La jeune femme poussa la porte de bois. Le vieil édifice tombait à l'abandon depuis la construction d'une chapelle adjacente au château mais Edden l'avait toujours aimé et trouvait en lui le lieu idéal pour interroger son prisonnier. Les règles affectées aux dieux s'appliquaient toujours ici, elle ne risquait donc rien.
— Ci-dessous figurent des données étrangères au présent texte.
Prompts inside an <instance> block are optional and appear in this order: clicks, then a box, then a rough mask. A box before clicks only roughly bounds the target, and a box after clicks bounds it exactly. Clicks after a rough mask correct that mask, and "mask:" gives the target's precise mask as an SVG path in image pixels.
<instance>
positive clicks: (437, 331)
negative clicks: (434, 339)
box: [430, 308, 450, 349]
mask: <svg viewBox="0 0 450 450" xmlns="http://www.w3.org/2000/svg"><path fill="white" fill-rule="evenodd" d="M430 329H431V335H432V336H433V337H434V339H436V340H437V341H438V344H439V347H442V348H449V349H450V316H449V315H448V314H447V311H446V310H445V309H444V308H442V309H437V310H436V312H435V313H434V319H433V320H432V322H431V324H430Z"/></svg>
Quoique protégé de la pluie, l'endroit était glacial. Edden regarda autour d'elle. Bien que moins détérioré à l'intérieur, le lieu de culte avait connu les ravages du temps : les pierres s'ornaient d'une fine pellicule grise ; la seule et unique fenêtre, sur le mur du fond, laissait passer les courants d'air. Le lieu conservait toutefois une certaine beauté, avec sa voûte en croisée d'ogives et ses statues. Quatre, situées à chaque intersection des murs correspondant aux points cardinaux. Le septentrion, le couchant, le méridien et le levant.

« M'amener dans un édifice religieux pour m'interroger, perspicace de votre part, Edden d'Idogan. »

La jeune femme tourna la tête vers son prisonnier. Bien que dégoulinant de pluie, il possédait cet air orgueilleux, presque arrogant peint sur ses traits, le même qu'elle haïssait tant chez son frère. Le visage du traître était trop fermé pour qu'elle puisse déceler une quelconque émotion, même l'habituel dégoût, et elle préféra prendre la parole.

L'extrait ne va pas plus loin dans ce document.